Early that year, the Society organised a film show at the Victoria Halls, featuring an RSPB film “Winged Aristocrats”. More than 400 people attended, marking the start of an annual showing of such films that was well-supported for many years.

In 1972, a branch of the Young Ornithologists’ Club, the junior wing of the RSPB, was launched in Helensburgh.

The following year, more than 100 young birdwatchers attended the first indoor meet of the season, when David Core, local RSPB representative, gave a presentation on the work of the YOC, while Steve showed films.

Steve and Maura mark 50 years of marriage with family in Friday in 2009

Steve and Maura mark 50 years of marriage with family in Friday in 2009

Some YOC members – also members of the Natural History Society- went on to become noted naturalists, including brothers Chris and Jonathon Waltho. Chris’s expertise led to him eventually publishing an acclaimed book about the eider duck.

With so much interest in nature being manifest in the community, 1975 saw the launch of the RSPB Helensburgh Local Group. There was an annual programme of events which included indoor talks, field trips, coffee mornings and an annual bird-fair. Steve became a committee member in 1982, and over time served as treasurer for more than a decade, and as group leader from 2002-2012.
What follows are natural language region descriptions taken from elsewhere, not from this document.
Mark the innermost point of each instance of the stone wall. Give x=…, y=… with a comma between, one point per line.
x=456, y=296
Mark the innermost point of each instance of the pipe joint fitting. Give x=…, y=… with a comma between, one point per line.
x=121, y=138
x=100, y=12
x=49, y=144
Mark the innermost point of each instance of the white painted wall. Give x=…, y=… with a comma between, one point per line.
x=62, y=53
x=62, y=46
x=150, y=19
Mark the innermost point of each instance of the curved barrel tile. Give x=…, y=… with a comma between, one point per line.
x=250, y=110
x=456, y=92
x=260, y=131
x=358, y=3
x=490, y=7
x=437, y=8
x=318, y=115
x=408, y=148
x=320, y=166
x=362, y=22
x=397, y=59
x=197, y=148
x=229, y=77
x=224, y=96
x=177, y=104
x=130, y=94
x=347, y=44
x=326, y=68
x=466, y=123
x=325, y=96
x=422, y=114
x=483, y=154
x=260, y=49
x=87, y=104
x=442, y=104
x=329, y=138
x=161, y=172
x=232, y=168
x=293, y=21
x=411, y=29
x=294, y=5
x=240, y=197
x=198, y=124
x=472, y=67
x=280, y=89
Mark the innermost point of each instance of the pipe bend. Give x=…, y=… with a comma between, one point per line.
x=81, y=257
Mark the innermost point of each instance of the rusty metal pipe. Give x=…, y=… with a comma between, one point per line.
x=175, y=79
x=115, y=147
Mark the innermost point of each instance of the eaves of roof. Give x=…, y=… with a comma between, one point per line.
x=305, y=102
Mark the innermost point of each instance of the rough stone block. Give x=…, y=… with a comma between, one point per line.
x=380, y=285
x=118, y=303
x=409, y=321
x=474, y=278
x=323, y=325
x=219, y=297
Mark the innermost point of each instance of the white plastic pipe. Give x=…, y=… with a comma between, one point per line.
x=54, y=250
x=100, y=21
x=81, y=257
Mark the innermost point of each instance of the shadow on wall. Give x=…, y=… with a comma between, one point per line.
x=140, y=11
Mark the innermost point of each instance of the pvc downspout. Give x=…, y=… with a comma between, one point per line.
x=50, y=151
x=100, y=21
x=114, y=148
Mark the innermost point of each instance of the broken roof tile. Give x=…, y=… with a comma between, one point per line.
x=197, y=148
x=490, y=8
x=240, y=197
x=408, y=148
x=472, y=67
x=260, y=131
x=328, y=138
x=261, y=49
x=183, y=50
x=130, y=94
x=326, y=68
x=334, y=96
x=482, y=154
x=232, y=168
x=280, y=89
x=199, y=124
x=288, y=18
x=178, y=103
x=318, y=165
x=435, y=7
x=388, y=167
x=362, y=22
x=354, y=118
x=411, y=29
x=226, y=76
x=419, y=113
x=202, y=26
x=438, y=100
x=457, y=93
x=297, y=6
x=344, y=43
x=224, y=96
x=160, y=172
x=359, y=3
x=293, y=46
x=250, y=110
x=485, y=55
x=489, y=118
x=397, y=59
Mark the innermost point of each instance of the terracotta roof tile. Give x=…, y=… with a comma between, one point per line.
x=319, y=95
During that time, Steve served as an inspiration for all. Always enthusiastic, neither driving rain nor icy blast seemed to faze him in the slightest on field trips. From time to time, he helped organise weekend trips for the group, when he could display his culinary skills to everyone present.

It was always a pleasure to attend committee meetings at Camsail House, especially when good weather permitted an outdoor setting. Distractions like house martins flitted in and out from under the generous eaves, an endearing little pony grazing nearby, and the appearance of shy roe deer from the corner of the field. Maura was the perfect hostess, adding to the overall experience.
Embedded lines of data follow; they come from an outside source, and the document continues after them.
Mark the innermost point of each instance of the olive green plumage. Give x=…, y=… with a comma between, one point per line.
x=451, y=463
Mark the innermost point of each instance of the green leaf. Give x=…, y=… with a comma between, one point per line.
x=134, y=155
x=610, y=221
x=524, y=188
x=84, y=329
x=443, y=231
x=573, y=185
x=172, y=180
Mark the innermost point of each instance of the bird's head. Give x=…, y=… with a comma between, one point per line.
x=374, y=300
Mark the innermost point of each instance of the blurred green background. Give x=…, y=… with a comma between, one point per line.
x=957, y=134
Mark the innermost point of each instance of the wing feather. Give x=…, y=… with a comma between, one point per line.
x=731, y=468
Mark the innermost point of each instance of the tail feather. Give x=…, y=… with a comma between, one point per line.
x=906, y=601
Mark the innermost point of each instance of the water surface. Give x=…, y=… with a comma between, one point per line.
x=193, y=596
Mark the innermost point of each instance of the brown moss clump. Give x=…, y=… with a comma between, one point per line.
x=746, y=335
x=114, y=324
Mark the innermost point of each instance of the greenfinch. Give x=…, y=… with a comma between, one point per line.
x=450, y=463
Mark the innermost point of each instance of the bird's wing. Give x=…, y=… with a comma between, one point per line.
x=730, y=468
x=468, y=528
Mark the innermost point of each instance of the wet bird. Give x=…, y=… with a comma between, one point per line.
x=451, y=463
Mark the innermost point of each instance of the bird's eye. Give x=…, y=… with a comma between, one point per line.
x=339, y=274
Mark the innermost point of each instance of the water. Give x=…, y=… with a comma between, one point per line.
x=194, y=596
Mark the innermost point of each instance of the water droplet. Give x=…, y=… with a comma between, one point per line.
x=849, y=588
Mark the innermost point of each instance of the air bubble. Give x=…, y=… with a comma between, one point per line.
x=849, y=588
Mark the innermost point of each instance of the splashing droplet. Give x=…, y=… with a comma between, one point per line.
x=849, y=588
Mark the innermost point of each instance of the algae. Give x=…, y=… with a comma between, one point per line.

Steve was a highly proficient observer, and while out and about on his own, made some landmark identifications. In the spring of 1973, he heard the distinctive churring call of the nightjar at Clynder. Today, sadly, you would make headline news if you had the same experience locally.

In 1974 and 1976, he noted the unmistakable rasping call of the corncrake near Rosneath Point, quite possibly about the last time this species was recorded in the area. Similarly, he came across a capercaillie in the hills above Bannachra, once again a bird no longer to be found there.

Another of Steve’s strengths lay in giving talks. His presentations on birds in art were not to be missed. These were always enhanced with stunning illustrations from rare books.

A seasoned traveller, he also gave talks on birds from such varied locations as South Africa and Malaysia. Another area that Steve knew well was Perth, Western Australia, one of the most isolated cities in the world.

Steve Chadwin birdwatching at RSPB World Birdwatch Day, October 4, 1997, at Kidston car park

Steve Chadwin birdwatching at RSPB World Birdwatch Day, October 4, 1997, at Kidston car park

He visited Perth and district on a number of occasions: as he pointed out, it was the sort of place where you could go to a beach, and find a barbecue, all set for anyone to use - and free into the bargain.

In 2005, Maura and Steve moved from Rosneath to Park Lane, Helensburgh. They had a memorable family get-together in 2009, when they celebrated their golden wedding anniversary.

In 2012, Steve received a long service award from the RSPB, presented at the stylish setting of Pitlochry Festival Theatre, on the occasion of the Volunteers’ Annual Conference. Shortly after, Maura and Steve moved again, this time to the Perth area, where they had family.

Predeceased by Maura, Steve passed away at Fairview Care Home, Bannockburn, on January 23 this year. The family have invited anyone who knew them to consider making a donation to the RSPB or to UNICEF.